|A snapshot of the dmoz unreviewed queue|
quality versus quantity
Much debate takes place in this forum about the time taken to process the unreviewed pools of sites in dmoz. Editors frequently comment that it can take a long time to find listable sites in the unreviewed pool, let alone ones with guidelines-compliant titles and descriptions. Webmasters frequently comment that sites should be listed more quickly.
So just to add some real factual data into the pot, I'll just highlight progress in one of the top-level category trees that receives a lot of webmaster submissions.

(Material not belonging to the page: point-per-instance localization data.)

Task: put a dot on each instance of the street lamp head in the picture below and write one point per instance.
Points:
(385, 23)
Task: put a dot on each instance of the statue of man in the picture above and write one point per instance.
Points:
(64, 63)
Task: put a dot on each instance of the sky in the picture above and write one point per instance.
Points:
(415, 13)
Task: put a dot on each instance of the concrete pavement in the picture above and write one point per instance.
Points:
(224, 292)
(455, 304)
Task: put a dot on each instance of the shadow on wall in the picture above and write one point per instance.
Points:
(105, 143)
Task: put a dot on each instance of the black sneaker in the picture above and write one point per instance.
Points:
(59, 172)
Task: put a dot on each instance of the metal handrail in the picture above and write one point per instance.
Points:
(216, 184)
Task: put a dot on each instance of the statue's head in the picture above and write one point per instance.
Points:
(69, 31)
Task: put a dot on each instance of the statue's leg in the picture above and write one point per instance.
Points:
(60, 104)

In the last two weeks and two days, the size of the unreviewed pool has been cut by a total of just over four thousand sites. That's approximately 20% of the total pool in that category tree. In the same period, the number of listed sites within that category tree has increased by less than 350 sites. So in this reasonably sized sample of reviewed sites, less than ten percent were listable in the branch where they were submitted, the rest were 404, under construction, sites with very limited content, spam, duplicates, mirrors, affiliates or mis-submitted sites.
So when dmoz editors tell you to submit a guidelines-compliant title and description so that it stands out from all the rubbish in the unreviewed pool, you can trust them that that's extremely good advice.
Good post John
I am amazed that there is such a high proportion of rubbish submissions editors have to wade through.
You can lead a horse to water......
|less than ten percent were listable in the branch where they were submitted |
In other words, 90% of the time spent by editors in reviewing new submissions is wasted.
It's amazing how many times at WebmasterWorld posters automatically jump to the conclusion that their site has not been listed because of editor abuse.
As we can see from your statistic, 90% of the delay is caused by submitter abuse. Perhaps with this level of abuse, it is time to either close the submission/suggestion page, or require some longer, more quality-assuring procedure as part of site suggestion.
Perhaps make a note on the submission site for webmasters NOT to submit sites ahead of time simply because "by the time it'll get listed it'll be ready". I've seen this so often just because it takes 3 months to list a site they assume it will not be looked at for 3 months. Instead it might get looked at in the first week and not list for another 3 months for various reasons.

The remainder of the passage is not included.